La reacción es aparentemente trivial: una molécula de nitrógeno reacciona con tres de hidrógeno para producir dos de amoniaco. Sin embargo, su realización es muy difícil debido a la baja reactividad del nitrógeno. Haber utilizó un catalizador particular, es decir, una sustancia que reduce la energía para hacer que el nitrógeno reaccione; lo que hace más fácil un proceso que antes exigía condiciones drásticas y poco practicables.

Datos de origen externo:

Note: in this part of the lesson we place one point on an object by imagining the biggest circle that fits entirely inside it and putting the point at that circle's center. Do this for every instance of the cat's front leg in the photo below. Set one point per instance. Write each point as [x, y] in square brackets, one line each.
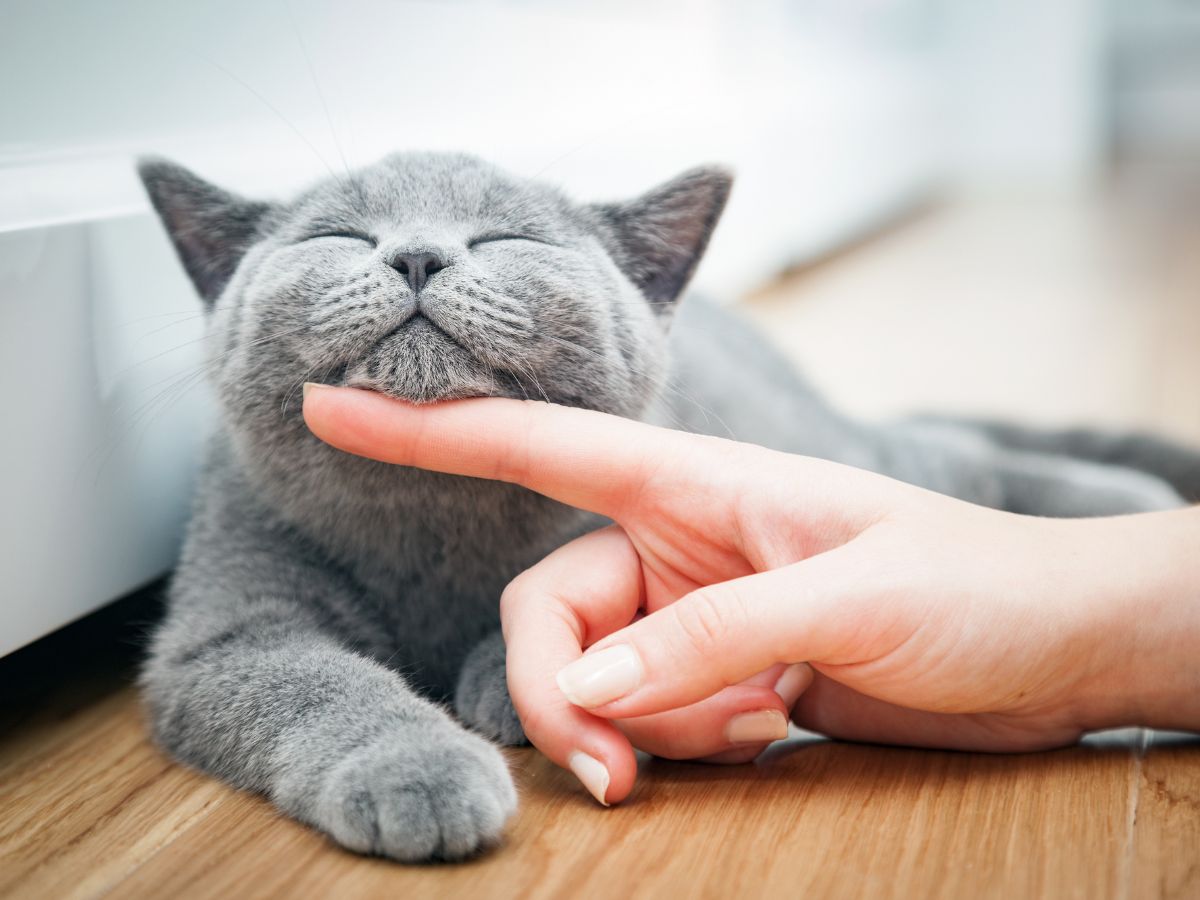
[481, 697]
[256, 693]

Todos los organismos necesitan nitrógeno, sobre todo para construir proteínas y ADN. A pesar de su inercia, las plantas son capaces de sacarlo de algunos de sus compuestos. La primera razón de la importancia del descubrimiento de Haber es obtender de manera más fácil el amoniaco, del cual se pueden extraer fertilizantes esenciales para las plantas, que, por lo tanto, son vitales para aumentar la producción agrícola. Alrededor del 80% del nitrógeno de nuestro cuerpo viene del Proceso Haber, es decir, de haber comido plantas o animales que comieron plantas nutridas con fertilizantes. Según cálculos, sin este proceso, en el planeta Tierra vivirían alrededor de dos mil millones de personas menos.

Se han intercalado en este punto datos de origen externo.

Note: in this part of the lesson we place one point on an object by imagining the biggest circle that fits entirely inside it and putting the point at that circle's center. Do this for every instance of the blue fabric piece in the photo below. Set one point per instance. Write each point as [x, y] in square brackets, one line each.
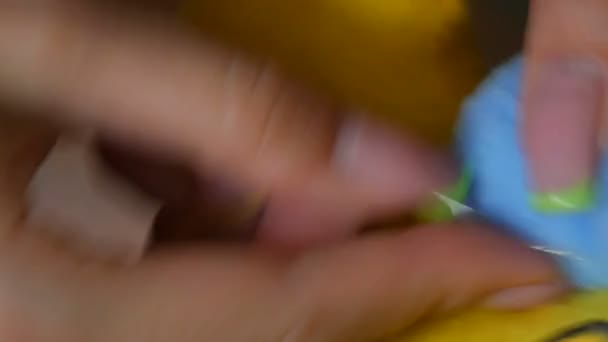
[490, 145]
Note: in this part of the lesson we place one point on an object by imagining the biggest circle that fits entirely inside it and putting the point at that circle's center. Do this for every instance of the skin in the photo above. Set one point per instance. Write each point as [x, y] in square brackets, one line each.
[565, 103]
[158, 88]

Sin embargo, la segunda razón se vincula a la disminución del número de seres humanos. Además de los fertilizantes, hay otra clase de sustancias ricas en nitrógeno: los explosivos. Durante la Primera Guerra Mundial (1914-1918), cuando Gran Bretaña impuso un bloqueo naval que impedía a Alemania importar las sustancias de las que se obtenían fertilizantes y explosivos, los alemanes continuaron disponiendo de ellas gracias al Proceso Haber.

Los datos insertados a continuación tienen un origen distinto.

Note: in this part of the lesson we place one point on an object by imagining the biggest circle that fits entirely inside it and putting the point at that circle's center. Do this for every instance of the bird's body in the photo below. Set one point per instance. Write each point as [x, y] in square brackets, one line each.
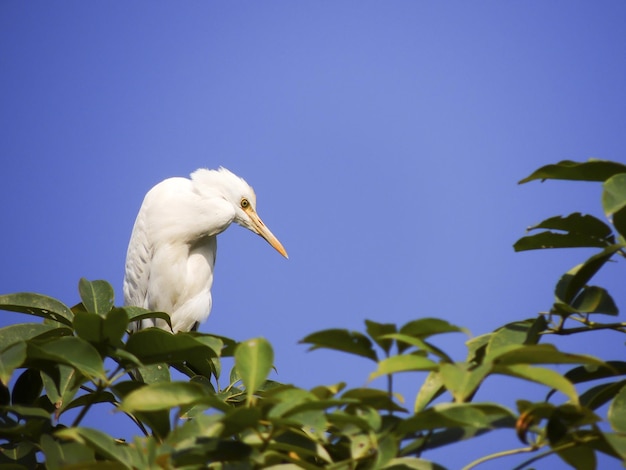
[171, 254]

Pero el papel crucial de Haber en la Primera Guerra Mundial se debe a algo más. Haber se comprometió personalmente en el esfuerzo alemán de guerra y desarrolló una nueva y aterradora arma: los gases tóxicos. El 22 de abril de 1915, cerca de la ciudad belga Ypres y por órdenes del mismo Haber, el ejército alemán liberó cloro en las trincheras francesas, matando a unos 5000 soldados. Unas semanas más tarde, el 12 de junio de 1915, los gases se utilizaron contra los rusos.
El uso del gas tóxico todavía se considera aberrante y está prohibido en las reglas para hacer las guerras. Pero, como afirmaba el mismo Haber, ¿por qué es más grave matar a un hombre con el gas en lugar de abrirle las tripas con una bayoneta o destrozarle el cuerpo con esquirlas de granada? ¿Por qué parece válido matar a alguien a tiros o degollarlo y, en cambio, está fuera de las reglas hacerlo con gases tóxicos? ¿Tal vez asociamos ciertas formas de provocar la muerte a un sentido de “nobleza de la guerra” que se remonta a Héctor y Aquiles? De hecho, al dotar la guerra de reglas legitimamos su existencia, cuando la única regla debería ser su auténtico y total repudio.
Un dilema ético
Hay una pregunta actual que plantea la actitud de Haber: ¿cuál es el papel de la ciencia y de los científicos en situaciones de guerra? Haber se consideraba un científico-soldado y actuó de ese modo. Su trabajo se dirigió expresamente al desarrollo de armas cada vez más letales. La Gran Guerra fue la primera ocasión en la cual la ciencia tuvo un impacto tan directo sobre asuntos militares. Haber fue el emblema del científico militante, hasta el punto de dirigir, con el uniforme puesto, las operaciones con gases en el frente. Por eso, él fue identificado como un científico malvado y acusado de ser un criminal de guerra. En 1918, cuando fue galardonado con el Premio Nobel por descubrir el proceso que lleva su nombre, franceses y británicos se indignaron profundamente. Paradójicamente, muy poco tiempo después, los mismos franceses y británicos comenzaran a liberar gas tóxico en las trincheras alemanas. ¿Quiénes fueron los científicos buenos y quiénes los malos? ¿Podemos hablar de científicos militantes y científicos neutrales?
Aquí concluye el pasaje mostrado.